Other parts I have hidden from myself — as a child (usually), things happened and they were very painful. I survived, I adapted, but I kept these parts hidden — they were too painful (the red areas). Now, as an adult, I am a past master at avoiding awareness of these areas of myself — I keep them behind a very thick wall, and I seldom come close to the wall (except when I fall into my rage or other emotions of powerlessness). This wall represents my blocks to awareness (Emails #17-#19). Challenging these blocks, creating holes in the wall, is the task of therapy.
Personal growth can be accomplished with processes such as provided by these emails. Therapy is more dicey — the main reason I (or you) need a therapist is so that a skilled person can give me feedback as to how I avoid recognition of the wall, and thus avoid development of the Adaptive Skills. Ideally the therapist also challenges me to punch holes in the wall, changing the ways in which I block awareness.
So how can you know if your awareness is blocked? Answer: Are you living the Serenity Prayer? Are you picking yourself up when you fall down? Are you living with compassion, for self and other?

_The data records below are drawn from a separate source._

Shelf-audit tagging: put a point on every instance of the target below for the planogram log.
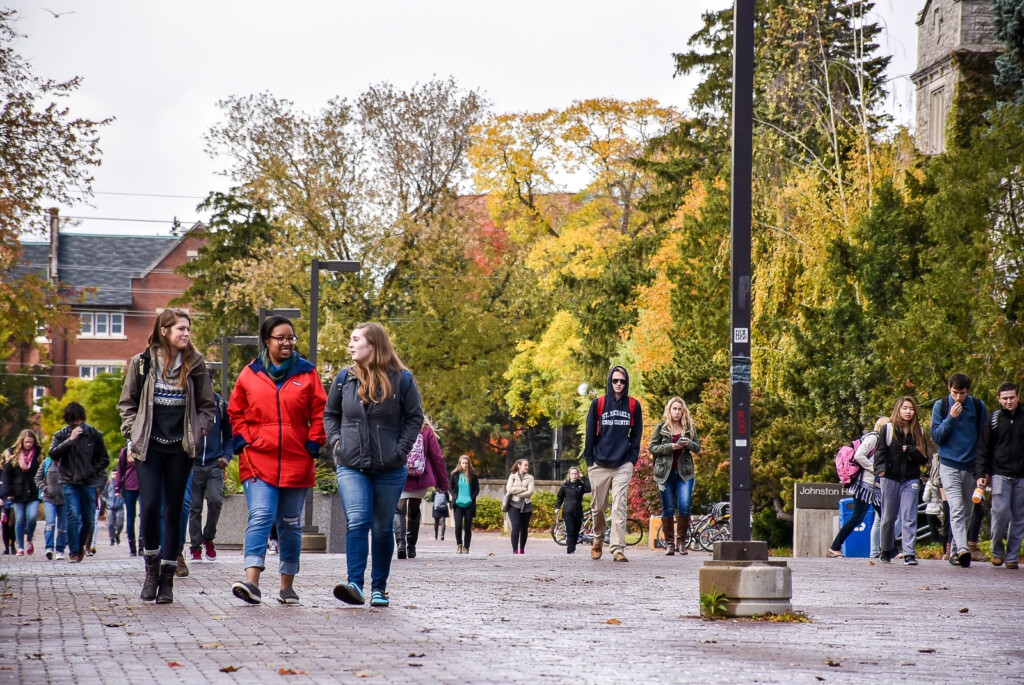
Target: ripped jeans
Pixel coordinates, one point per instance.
(268, 505)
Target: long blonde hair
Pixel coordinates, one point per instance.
(189, 356)
(375, 385)
(686, 420)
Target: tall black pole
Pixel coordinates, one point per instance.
(742, 137)
(313, 309)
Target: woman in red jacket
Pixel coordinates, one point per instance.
(276, 414)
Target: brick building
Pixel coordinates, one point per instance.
(123, 283)
(949, 32)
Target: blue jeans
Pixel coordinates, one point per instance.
(27, 513)
(56, 517)
(267, 505)
(676, 496)
(131, 506)
(81, 502)
(370, 501)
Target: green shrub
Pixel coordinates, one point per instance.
(488, 514)
(327, 478)
(232, 484)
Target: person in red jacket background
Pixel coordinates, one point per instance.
(425, 469)
(276, 415)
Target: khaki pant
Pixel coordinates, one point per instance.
(603, 479)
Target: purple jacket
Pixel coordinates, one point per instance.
(127, 480)
(434, 475)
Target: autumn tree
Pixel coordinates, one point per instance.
(46, 158)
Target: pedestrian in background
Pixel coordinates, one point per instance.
(1000, 465)
(865, 490)
(373, 418)
(166, 408)
(115, 509)
(19, 468)
(439, 510)
(672, 445)
(208, 484)
(465, 487)
(424, 469)
(520, 486)
(897, 463)
(569, 502)
(611, 446)
(81, 454)
(55, 532)
(276, 415)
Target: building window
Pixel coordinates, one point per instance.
(101, 325)
(937, 121)
(91, 371)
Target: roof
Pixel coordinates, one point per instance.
(105, 263)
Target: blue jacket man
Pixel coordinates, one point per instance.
(208, 483)
(956, 423)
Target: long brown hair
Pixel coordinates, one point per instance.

Only you can know if you need to work with a therapist; only you can know if you can afford to work with a therapist — it is expensive, but you can be selective to find a good therapist. (I was fortunate in that I had a professional career that gave me adequate income so as to afford costs.) You can avoid much of the costs if you will challenge yourself to do the work of personal growth in a disciplined fashion. And if you are organized in studying your limitations, you can then go to a therapist with selective issues. You need to be in charge of your own therapy, and negotiate with your therapist as to what are your needs — you do not need weekly appointments for years at a time. You do need to develop a working relationship of sufficient depth to allow exploring.